Yes, that’s the point.
They get in the way of less important courses of action.
This does reduce flexibility — the flexibility to do what is not worth your time. But you should not set or implement your goals in a way that blinds you to genuine, spontaneous opportunity.
There’s the rub.
Seth Godin had two good posts recently that relate to both sides:
Having goals is a pain in the neck.
If you don’t have a goal (a corporate goal, a market share goal, a personal career goal, an athletic goal…) then you can just do your best. You can take what comes. You can reprioritize on a regular basis. If you don’t have a goal, you never have to worry about missing it. If you don’t have a goal you don’t need nearly as many excuses, either.
Not having a goal lets you make a ruckus, or have more fun, or spend time doing what matters right now, which is, after all, the moment in which you are living.
The thing about goals is that living without them is a lot more fun, in the short run.
It seems to me, though, that the people who get things done, who lead, who grow and who make an impact… those people have goals.
I just heard Kurt Andersen quote E.B. White with this glorious phrase.
How willing is your organization to be lucky? What about you in your career and your marketing efforts?
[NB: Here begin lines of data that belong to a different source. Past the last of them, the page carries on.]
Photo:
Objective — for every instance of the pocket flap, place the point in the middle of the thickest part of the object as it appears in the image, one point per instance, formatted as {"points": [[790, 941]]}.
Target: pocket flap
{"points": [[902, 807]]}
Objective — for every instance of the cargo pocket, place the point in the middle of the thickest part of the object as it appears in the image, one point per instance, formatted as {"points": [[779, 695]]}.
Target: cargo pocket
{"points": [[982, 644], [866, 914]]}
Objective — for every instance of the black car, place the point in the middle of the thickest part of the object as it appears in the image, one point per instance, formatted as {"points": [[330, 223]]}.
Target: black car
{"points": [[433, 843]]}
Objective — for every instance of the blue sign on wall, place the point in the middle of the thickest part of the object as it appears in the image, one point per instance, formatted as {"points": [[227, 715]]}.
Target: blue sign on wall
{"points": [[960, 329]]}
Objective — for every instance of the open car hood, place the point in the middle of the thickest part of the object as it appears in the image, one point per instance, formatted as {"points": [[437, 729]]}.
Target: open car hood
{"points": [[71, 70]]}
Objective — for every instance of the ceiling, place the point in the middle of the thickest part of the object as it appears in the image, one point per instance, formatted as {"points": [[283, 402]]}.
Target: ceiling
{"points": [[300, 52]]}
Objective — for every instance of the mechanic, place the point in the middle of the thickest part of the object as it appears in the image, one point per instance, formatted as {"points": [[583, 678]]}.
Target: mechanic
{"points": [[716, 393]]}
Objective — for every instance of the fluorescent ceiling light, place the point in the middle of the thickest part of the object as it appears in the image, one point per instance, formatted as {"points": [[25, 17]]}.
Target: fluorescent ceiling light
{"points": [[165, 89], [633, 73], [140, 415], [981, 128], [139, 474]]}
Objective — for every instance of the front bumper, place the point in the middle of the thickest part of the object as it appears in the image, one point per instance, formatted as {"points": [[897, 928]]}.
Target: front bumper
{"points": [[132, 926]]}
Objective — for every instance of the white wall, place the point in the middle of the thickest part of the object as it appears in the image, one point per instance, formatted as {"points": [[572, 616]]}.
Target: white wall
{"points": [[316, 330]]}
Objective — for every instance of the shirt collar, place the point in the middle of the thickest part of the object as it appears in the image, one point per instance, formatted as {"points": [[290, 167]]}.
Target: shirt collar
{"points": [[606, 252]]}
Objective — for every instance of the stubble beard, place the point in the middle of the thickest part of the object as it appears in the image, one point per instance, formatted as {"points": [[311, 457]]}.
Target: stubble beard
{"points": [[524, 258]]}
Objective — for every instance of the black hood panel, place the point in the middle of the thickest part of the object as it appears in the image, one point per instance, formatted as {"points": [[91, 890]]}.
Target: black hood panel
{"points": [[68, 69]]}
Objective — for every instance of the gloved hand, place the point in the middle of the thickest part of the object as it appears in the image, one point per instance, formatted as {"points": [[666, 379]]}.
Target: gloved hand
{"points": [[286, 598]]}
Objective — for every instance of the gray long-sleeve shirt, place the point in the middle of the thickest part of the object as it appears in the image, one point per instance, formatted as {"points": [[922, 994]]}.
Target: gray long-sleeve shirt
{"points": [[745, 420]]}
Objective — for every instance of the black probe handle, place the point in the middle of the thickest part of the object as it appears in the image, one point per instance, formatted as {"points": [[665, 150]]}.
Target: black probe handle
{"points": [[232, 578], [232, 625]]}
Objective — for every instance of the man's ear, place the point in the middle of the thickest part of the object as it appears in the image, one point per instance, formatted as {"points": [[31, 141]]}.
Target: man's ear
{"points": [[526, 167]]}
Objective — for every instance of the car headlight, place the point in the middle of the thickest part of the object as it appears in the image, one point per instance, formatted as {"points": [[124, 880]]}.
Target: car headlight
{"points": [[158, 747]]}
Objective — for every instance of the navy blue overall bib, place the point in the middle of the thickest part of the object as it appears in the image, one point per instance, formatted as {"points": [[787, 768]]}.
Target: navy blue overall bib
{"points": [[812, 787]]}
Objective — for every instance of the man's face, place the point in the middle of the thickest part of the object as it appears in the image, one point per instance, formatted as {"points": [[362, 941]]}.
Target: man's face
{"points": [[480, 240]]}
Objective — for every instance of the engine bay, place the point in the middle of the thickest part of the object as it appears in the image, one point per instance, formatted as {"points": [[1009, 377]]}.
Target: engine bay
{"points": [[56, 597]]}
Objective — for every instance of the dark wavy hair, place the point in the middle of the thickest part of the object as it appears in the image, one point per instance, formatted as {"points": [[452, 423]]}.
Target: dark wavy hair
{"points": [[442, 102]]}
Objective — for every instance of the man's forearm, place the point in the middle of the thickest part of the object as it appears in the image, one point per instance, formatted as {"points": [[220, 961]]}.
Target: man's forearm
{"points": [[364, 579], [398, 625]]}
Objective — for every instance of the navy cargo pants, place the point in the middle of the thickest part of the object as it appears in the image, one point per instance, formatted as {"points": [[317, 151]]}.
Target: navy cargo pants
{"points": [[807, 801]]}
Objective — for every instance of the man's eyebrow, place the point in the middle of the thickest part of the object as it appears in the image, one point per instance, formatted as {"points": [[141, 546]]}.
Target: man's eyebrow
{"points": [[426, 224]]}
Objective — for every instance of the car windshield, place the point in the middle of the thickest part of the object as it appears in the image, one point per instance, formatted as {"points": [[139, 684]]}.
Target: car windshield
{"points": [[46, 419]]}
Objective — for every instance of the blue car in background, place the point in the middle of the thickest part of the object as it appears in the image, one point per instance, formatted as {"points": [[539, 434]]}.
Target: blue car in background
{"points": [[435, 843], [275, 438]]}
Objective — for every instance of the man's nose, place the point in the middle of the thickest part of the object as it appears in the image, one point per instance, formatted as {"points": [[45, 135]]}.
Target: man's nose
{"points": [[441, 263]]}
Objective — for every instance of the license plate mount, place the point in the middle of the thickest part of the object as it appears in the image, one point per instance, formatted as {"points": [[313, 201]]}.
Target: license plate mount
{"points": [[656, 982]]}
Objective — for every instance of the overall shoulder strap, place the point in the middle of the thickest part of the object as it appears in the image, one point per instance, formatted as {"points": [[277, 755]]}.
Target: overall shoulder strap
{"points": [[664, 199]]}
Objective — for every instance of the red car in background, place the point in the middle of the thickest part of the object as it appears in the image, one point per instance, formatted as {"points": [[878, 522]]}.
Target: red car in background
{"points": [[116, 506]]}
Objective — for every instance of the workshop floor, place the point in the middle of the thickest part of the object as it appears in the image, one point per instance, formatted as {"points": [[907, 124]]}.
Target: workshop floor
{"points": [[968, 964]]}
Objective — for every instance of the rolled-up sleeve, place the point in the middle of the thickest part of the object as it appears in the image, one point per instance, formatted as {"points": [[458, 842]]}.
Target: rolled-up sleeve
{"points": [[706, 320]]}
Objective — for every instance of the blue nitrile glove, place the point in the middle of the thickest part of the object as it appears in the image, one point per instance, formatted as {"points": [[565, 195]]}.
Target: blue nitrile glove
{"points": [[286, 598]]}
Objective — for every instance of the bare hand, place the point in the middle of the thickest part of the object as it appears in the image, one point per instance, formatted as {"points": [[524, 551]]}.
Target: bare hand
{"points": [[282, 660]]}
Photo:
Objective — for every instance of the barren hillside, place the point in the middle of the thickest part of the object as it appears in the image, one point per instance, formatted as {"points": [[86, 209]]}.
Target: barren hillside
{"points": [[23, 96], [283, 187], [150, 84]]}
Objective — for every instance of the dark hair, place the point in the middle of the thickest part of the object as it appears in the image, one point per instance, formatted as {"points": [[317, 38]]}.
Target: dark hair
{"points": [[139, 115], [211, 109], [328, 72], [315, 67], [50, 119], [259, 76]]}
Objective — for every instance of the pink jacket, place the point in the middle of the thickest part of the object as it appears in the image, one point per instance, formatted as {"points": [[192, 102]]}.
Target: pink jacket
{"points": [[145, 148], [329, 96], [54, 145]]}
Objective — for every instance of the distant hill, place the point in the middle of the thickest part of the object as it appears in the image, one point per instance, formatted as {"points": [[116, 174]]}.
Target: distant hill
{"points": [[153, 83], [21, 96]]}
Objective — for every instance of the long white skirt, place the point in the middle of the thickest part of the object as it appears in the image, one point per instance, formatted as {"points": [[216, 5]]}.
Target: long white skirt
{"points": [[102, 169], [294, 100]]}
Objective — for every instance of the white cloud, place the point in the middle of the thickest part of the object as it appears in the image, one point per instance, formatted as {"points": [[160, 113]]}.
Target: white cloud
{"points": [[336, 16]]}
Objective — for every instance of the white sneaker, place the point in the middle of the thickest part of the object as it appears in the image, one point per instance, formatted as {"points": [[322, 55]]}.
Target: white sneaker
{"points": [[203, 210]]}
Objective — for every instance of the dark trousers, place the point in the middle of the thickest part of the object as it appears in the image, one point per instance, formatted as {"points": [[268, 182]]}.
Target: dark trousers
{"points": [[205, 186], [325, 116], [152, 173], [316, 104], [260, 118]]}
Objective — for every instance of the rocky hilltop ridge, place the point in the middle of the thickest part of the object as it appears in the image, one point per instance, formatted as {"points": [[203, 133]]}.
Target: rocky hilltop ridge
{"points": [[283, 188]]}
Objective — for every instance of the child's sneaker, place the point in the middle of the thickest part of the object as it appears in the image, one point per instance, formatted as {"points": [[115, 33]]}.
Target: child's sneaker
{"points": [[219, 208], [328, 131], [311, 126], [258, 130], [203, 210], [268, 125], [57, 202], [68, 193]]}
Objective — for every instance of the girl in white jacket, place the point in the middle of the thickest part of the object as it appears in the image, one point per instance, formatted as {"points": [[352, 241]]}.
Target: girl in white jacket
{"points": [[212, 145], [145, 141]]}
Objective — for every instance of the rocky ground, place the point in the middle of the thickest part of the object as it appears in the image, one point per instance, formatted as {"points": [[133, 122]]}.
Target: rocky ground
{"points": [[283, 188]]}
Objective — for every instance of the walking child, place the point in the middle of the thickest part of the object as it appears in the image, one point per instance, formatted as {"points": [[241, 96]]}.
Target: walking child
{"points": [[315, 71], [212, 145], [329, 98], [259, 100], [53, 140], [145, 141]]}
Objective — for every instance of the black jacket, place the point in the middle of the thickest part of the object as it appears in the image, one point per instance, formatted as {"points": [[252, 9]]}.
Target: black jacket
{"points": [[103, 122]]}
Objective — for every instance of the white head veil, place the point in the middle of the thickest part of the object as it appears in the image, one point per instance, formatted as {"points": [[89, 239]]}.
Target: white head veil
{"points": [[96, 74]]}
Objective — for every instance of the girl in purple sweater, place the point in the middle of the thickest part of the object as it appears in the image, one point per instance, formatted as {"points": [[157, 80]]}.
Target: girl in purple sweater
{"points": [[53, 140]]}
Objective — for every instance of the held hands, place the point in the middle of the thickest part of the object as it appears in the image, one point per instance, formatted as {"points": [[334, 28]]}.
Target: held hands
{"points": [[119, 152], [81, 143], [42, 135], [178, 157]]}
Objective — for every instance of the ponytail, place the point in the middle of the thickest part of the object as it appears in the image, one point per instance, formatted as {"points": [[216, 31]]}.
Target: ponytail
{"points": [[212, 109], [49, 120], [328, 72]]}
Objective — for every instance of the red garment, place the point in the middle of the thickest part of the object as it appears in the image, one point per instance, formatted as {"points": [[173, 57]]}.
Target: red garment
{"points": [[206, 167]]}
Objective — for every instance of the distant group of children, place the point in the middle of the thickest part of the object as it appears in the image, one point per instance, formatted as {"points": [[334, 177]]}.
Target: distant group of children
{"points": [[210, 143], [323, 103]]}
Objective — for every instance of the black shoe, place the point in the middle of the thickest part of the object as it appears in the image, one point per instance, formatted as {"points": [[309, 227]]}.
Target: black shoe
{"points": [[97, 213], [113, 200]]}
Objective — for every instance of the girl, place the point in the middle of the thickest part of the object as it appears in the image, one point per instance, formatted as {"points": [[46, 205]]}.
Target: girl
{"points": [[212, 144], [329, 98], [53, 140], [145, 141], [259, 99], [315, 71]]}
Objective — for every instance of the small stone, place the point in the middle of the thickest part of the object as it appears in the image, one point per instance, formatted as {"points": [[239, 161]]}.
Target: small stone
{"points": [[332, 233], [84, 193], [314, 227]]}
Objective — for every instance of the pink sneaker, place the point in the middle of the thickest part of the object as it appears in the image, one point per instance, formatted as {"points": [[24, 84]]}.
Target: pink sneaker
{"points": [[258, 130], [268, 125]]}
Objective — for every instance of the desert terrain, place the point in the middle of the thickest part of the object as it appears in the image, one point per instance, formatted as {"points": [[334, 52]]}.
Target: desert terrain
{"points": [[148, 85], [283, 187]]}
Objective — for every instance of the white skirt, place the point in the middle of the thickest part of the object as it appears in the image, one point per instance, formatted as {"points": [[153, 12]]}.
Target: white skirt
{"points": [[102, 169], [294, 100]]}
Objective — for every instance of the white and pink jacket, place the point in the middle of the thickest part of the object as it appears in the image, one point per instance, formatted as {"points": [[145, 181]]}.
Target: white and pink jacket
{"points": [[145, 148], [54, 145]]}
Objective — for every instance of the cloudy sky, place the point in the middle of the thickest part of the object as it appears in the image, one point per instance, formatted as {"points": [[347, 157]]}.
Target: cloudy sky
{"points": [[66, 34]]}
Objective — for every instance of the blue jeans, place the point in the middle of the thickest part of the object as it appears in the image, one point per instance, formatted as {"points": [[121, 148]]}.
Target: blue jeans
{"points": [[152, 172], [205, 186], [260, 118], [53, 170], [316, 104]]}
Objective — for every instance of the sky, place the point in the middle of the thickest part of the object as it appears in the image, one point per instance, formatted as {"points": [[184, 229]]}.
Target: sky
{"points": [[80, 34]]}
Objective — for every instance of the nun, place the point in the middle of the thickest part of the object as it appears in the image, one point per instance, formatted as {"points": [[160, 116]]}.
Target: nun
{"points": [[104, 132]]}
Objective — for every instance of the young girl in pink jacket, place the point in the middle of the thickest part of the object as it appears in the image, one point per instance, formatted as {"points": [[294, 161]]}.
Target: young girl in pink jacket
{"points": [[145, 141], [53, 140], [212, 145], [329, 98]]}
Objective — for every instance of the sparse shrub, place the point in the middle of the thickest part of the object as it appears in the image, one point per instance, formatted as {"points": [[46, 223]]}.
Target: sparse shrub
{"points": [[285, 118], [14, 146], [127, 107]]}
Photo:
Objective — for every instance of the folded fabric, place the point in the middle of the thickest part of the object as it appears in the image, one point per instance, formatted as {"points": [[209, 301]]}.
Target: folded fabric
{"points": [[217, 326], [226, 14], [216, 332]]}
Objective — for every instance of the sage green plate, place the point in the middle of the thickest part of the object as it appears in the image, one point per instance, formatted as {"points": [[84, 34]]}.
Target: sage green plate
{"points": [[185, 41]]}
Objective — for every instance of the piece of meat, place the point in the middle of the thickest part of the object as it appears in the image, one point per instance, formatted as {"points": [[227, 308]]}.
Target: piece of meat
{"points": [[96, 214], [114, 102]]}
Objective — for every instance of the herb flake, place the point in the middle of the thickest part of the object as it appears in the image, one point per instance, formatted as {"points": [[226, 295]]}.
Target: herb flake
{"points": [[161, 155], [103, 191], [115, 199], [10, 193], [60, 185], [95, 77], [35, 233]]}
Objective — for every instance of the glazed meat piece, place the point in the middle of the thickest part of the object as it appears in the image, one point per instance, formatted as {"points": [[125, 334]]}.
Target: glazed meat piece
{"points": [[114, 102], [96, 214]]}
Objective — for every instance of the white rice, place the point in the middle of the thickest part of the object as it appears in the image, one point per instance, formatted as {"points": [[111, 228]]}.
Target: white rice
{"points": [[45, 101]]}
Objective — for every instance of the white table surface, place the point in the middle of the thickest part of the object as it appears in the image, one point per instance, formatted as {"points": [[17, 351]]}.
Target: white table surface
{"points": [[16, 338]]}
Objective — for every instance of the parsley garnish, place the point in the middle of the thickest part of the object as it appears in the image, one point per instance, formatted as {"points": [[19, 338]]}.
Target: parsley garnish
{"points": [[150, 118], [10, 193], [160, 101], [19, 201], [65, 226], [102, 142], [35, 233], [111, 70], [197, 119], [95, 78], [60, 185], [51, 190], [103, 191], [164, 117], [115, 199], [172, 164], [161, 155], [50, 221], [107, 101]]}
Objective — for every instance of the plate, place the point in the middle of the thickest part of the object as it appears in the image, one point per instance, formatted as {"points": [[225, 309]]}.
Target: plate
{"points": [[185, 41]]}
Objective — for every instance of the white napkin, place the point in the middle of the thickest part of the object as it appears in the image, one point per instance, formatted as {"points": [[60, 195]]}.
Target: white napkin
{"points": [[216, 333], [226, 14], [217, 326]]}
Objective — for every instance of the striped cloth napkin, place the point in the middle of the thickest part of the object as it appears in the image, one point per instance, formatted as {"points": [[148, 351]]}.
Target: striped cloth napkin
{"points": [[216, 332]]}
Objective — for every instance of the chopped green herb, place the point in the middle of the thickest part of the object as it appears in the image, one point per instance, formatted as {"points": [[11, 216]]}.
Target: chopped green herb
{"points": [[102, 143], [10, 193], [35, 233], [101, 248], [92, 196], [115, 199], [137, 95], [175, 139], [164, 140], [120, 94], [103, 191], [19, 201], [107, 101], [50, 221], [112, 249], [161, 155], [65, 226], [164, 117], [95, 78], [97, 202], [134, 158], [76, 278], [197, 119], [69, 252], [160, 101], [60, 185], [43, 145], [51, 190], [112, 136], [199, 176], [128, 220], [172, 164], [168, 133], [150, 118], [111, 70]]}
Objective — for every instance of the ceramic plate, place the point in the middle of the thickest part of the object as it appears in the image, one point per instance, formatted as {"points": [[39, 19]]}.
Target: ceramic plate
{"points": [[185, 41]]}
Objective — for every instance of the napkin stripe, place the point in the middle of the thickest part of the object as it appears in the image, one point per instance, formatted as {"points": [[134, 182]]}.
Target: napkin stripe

Or in the people you meet or the places you go or the movies you see or the books you read?
My closest friends each were found as a result of chance encounters and luck. So were my biggest ideas and some of my most successful ventures.
It’s very easy to plot a course for today that minimizes the chance of disappointment or bad outcomes or lousy luck.
I wonder if you could plot a different course, one that created opportunities for good luck?